A Waste of Time and Money
Last Sunday afternoon I walked by Baker Park. Ellis Burruss was standing there in all his glory trying to obtain signatures for his petition drive. I considered going over and having a chat with him, but I wasn’t sure I could be nice, so I refrained.
The petition drive’s goal is to obtain enough signatures to force a special election for the selection of the county’s charter writing board. The majority of people behind this initiative didn’t even apply for a position when applications were sought and are now acting out because they don’t approve of the current Board of County Commissioners or their selections for the charter writing board.
Mr. Burruss’ initiative, along with a small group of other people, could potentially cost taxpayers a lot of money. The Frederick County Board of Elections has estimated that a special election to pick this board would cost the county at least $250,000.

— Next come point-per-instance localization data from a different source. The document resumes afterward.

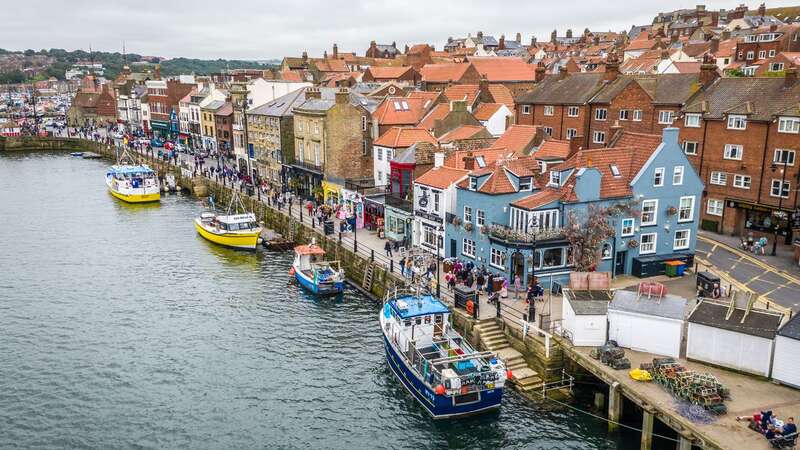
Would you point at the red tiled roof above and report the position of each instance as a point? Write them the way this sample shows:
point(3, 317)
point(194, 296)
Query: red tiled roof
point(291, 75)
point(552, 149)
point(517, 138)
point(388, 72)
point(485, 111)
point(397, 137)
point(468, 92)
point(504, 68)
point(501, 94)
point(462, 132)
point(437, 112)
point(401, 111)
point(489, 155)
point(441, 177)
point(539, 199)
point(443, 72)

Some pro-petition people will try to justify this number by saying that it breaks down to mere cents per taxpayer, but they are missing the point. The county is currently in a dire financial position and we – the taxpayers – can’t afford to have a special election on a topic that we will have the opportunity to vote on at a later date without any additional cost.

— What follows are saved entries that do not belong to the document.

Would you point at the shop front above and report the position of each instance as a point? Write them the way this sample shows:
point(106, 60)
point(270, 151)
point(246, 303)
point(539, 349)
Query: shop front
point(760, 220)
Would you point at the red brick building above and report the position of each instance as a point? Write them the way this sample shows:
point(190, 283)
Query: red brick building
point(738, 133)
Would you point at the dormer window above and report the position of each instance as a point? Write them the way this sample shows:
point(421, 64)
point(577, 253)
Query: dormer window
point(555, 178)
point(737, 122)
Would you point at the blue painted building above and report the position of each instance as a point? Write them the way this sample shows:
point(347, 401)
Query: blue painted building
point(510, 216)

Important programs are being defunded and jobs are being eliminated, so why on earth would any taxpayer want to spend an additional quarter of a million dollars that we don’t have?
Enough with the sour grapes! I’m not thrilled with some of the charter board member selections, but the process to appoint them was done according to provisions laid out in the Maryland Constitution. The county commissioners advertised several times that it was seeking applicants. Applicant interviews were held in an open meeting and were televised.

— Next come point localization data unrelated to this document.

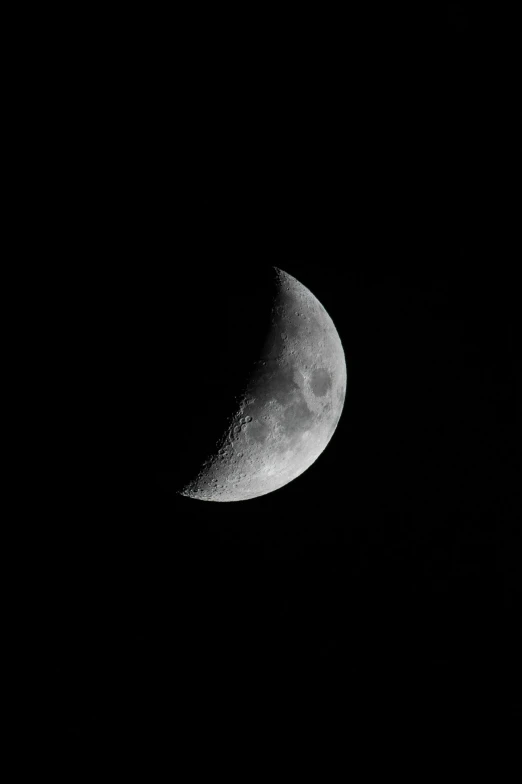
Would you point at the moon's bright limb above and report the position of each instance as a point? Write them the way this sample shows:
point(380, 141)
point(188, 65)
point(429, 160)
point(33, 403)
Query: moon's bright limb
point(290, 407)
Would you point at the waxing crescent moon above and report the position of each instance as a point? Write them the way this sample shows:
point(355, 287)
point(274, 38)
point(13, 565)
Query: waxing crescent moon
point(289, 407)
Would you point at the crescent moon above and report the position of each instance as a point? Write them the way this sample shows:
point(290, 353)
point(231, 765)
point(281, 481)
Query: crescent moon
point(289, 408)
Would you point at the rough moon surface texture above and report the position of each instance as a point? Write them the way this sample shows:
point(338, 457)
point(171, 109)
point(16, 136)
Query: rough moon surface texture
point(288, 410)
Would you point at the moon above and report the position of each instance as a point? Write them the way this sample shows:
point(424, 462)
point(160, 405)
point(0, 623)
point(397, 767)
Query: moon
point(289, 407)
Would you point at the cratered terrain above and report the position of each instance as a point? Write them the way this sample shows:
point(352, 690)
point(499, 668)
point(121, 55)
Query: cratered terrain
point(288, 407)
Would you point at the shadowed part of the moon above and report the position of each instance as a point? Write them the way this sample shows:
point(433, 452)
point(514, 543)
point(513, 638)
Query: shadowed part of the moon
point(291, 401)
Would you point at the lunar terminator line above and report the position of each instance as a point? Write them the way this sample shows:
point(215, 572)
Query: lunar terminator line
point(289, 408)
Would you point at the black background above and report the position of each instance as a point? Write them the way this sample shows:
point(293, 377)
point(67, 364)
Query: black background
point(370, 157)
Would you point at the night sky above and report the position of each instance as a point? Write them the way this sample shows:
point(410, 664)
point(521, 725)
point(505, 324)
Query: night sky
point(369, 159)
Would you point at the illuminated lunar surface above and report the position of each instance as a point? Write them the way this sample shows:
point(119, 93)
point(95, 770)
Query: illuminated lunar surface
point(289, 408)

The members of the appointed charter writing board are already making great strides to be open and transparent. Members are using both social media and traditional media to engage voters in the process and share updates and developments with the board’s progress. All of their future meetings will be open to the public and they have encouraged participation from the community.
There will be plenty of opportunities for public input during the next 18 months. Let the charter writing board do the work that they were appointed to do. Once they have produced a document, we will all have access to it and will be given the opportunity to vote on whether or not we support changing our form of government.
Until then, it’s time for all of us to be fiscally responsible and allow the existing charter board to do its work. We’ll have a chance to vote on whether we approve of their final product or not; and the majority will again prevail.